Berbeda dari CPU umum tradisional, Vera fokus pada skenario inferensi AI, mengatur data dan logika inferensi multi langkah, secara esensial menjadi koordinator sistem yang memungkinkan “AI berpikir lebih lama” secara efisien.

NVLink 6 dengan bandwidth 3,6 TB/detik dan kemampuan komputasi jaringan memungkinkan 72 GPU dalam arsitektur Rubin bekerja sama seperti satu GPU super, ini adalah infrastruktur kunci untuk menurunkan biaya inferensi.

Dengan demikian, data dan hasil sementara yang diperlukan AI saat inferensi dapat dengan cepat mengalir antar GPU, tanpa perlu menunggu, menyalin, atau menghitung ulang berulang kali.

Dalam arsitektur Rubin, NVLink-6 bertanggung jawab atas kolaborasi internal GPU, BlueField-4 mengelola konteks dan penjadwalan data, dan ConnectX-9 menyediakan koneksi jaringan berkecepatan tinggi ke luar sistem. Ini memastikan sistem Rubin dapat berkomunikasi secara efisien dengan rak lain, pusat data, dan cloud, menjadi prasyarat untuk pelaksanaan pelatihan dan inferensi skala besar yang lancar.

Dibandingkan arsitektur generasi sebelumnya, Nvidia juga memberikan data konkret dan langsung: dibandingkan platform NVIDIA Blackwell, biaya token selama fase inferensi dapat dikurangi hingga 10 kali lipat, dan jumlah GPU yang dibutuhkan untuk model MoE (hibrid ahli) berkurang hingga seperempatnya.

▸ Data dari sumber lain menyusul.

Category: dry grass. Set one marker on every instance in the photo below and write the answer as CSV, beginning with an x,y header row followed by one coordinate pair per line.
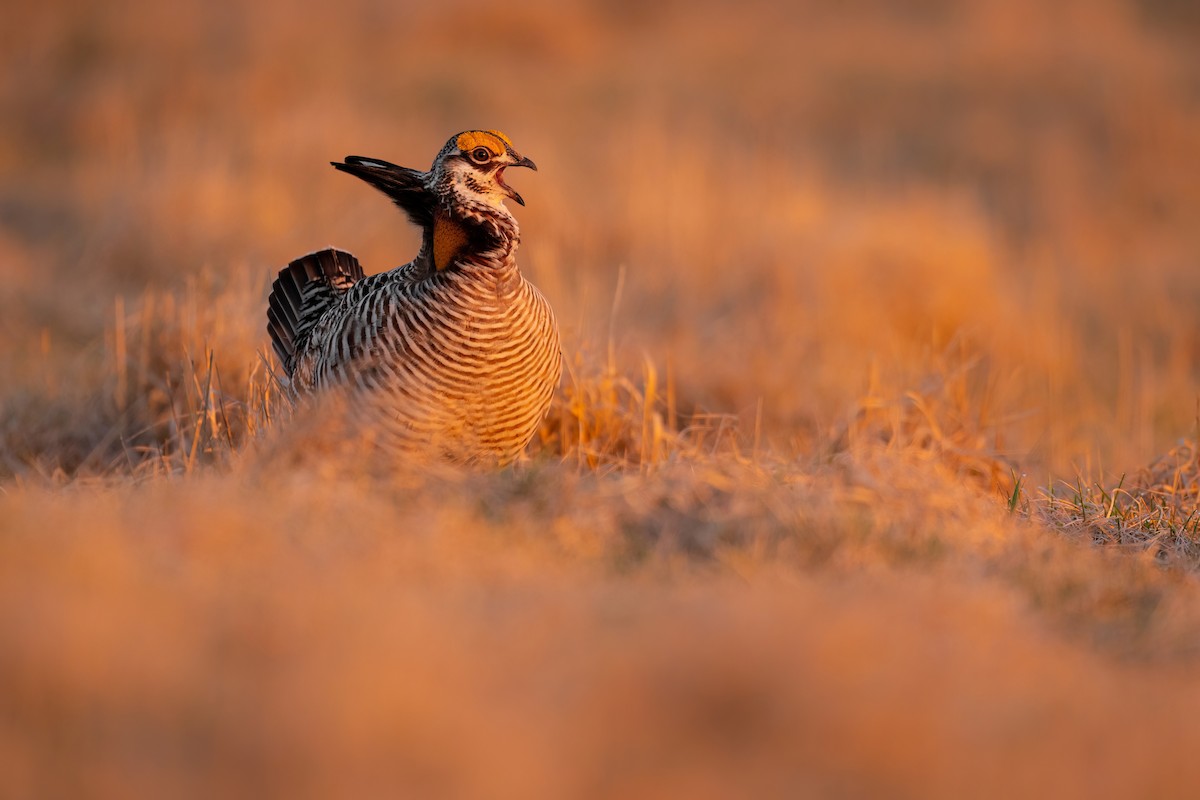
x,y
874,469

Nvidia secara resmi menyatakan, saat ini Microsoft telah berkomitmen untuk menempatkan ratusan ribu chip Vera Rubin di superkomputer AI Fairwater generasi berikutnya, dan penyedia cloud seperti CoreWeave akan menyediakan instance Rubin mulai paruh kedua 2026. Infrastruktur “berpikir lebih lama” ini sedang beralih dari demonstrasi teknologi ke komersialisasi skala besar.

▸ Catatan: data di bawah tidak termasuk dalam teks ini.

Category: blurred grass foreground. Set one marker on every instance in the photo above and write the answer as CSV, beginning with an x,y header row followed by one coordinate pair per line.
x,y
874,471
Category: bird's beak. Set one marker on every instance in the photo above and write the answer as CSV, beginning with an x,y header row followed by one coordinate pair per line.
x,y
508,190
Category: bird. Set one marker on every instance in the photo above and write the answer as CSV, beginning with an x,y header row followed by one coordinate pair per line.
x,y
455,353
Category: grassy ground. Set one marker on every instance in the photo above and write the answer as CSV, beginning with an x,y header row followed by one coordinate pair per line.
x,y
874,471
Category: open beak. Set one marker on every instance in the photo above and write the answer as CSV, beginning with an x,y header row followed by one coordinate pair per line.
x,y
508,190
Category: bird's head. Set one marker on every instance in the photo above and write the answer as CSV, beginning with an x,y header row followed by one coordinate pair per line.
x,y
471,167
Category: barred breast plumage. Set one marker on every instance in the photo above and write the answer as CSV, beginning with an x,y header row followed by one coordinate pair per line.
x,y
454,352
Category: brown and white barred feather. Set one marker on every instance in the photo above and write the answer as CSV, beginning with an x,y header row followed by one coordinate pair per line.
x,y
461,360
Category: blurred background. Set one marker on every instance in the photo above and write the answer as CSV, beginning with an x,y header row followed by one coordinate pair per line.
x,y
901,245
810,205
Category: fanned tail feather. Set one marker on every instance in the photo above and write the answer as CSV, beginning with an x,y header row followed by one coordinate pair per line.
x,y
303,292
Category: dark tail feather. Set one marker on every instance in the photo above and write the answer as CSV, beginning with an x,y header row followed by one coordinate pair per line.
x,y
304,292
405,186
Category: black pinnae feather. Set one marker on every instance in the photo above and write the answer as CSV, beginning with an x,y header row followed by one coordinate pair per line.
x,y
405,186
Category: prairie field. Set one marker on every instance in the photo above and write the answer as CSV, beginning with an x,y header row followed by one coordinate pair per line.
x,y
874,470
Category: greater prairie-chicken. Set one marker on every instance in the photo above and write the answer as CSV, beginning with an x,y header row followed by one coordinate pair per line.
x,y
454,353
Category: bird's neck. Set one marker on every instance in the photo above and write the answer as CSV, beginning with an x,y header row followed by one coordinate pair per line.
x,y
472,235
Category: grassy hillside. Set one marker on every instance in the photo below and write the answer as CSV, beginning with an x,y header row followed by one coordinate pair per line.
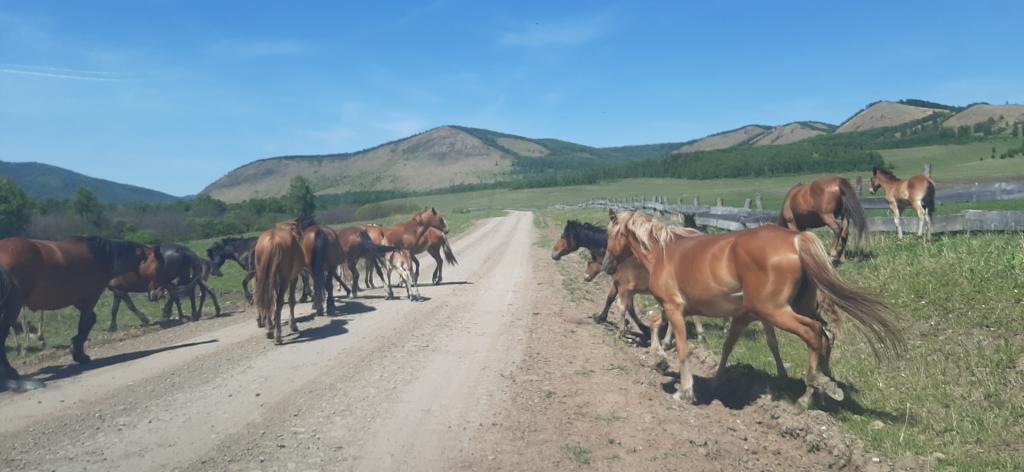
x,y
42,180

02 “Bottleneck penyimpanan” bagaimana mengatasinya?

Membuat AI “berpikir lebih lama” masih menghadapi tantangan teknologi utama: di mana menyimpan data konteks?

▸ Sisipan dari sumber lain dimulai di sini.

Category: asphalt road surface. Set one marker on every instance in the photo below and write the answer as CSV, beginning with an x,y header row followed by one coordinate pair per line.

Ketika AI menangani tugas kompleks yang memerlukan banyak putaran dialog dan inferensi multi langkah, akan muncul sejumlah besar data konteks (KV Cache). Arsitektur tradisional harus memasukkan data ini ke dalam memori GPU yang mahal dan terbatas kapasitasnya, atau menyimpannya di penyimpanan biasa (akses terlalu lambat). Jika “bottleneck penyimpanan” ini tidak diatasi, GPU sekuat apapun tetap akan terhambat.

Untuk mengatasi masalah ini, Nvidia pertama kali mengungkapkan di CES platform penyimpanan memori konteks inferensi yang didukung BlueField-4 (Inference Context Memory Storage Platform), yang bertujuan menciptakan “lapisan ketiga” antara memori GPU dan penyimpanan tradisional. Cepat, berkapasitas besar, dan mampu mendukung operasi jangka panjang AI.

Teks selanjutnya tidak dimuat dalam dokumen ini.